The result is a continuous quaternion-based formalism modeling all manifestations of matter. Sachs called the transformation symmetry group that Einstein sought in completing general covariance 'the Einstein group', which approaches the Poincaré group towards the flat spacetime of special relativity. Sachs described how quantum mechanics, first in relativistic two-component spinor form, and then under low energy–momentum as the Schrödinger equation emerges therefrom. Quoting Sachs, "... by dropping the (unnecessary) space and time reflection symmetry elements from Einstein's field equations, they factorize from 10 independent relations to 16 independent relations. This generalization then yielded a unified field theory of gravitation and electromagnetism. This factorization is entirely analogous to Dirac's factorization of the Klein Gordon equation to yield the special relativistic spinor form of Schrödinger's wave mechanics".

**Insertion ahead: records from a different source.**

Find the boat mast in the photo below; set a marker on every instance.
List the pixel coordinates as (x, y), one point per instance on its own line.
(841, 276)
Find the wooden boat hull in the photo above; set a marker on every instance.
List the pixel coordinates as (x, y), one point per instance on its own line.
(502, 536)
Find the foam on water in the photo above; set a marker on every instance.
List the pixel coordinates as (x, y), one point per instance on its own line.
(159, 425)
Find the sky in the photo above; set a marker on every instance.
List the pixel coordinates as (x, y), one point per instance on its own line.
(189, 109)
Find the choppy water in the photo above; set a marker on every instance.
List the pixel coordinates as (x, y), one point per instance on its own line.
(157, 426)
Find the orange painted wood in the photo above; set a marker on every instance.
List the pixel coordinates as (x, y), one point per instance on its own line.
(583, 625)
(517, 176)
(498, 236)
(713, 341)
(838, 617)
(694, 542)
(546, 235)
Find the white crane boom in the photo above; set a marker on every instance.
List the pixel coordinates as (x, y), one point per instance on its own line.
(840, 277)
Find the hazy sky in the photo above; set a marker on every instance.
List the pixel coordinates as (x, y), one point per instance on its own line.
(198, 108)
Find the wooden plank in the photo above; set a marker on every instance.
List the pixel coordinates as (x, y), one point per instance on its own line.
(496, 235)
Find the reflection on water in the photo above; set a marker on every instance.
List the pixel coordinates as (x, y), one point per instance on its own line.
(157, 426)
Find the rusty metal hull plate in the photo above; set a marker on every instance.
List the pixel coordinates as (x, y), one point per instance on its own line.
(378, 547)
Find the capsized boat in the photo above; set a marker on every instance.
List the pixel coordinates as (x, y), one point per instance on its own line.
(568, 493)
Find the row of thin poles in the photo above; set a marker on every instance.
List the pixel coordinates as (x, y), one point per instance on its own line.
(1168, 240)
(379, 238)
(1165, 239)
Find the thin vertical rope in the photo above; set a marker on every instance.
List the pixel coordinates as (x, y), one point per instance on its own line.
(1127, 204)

"The well known trouble with RQFT", Sachs wrote, "is that when its formal expression is examined for its solutions, it is found that it does not have any! This is because of infinities that are automatically generated in this formulation". Through general relativity, he instead produced a myriad of theoretical results without resorting to arbitrary parameters or renormalization, some in closer agreement with experiment than derived from quantum field theory, e.g. for the Lamb splitting with N = 4.

Yet another phenomenon that Sachs' theory can accommodate (that standard cosmology might not) is the Huge-LQG large quasar group, since general relativity does not presuppose homogeneity or isotropy, i.e. the cosmological principle.

Sachs believed that fundamental incompatibilities between relativity theory and quantum theory preclude there from being a quantum theory of gravity.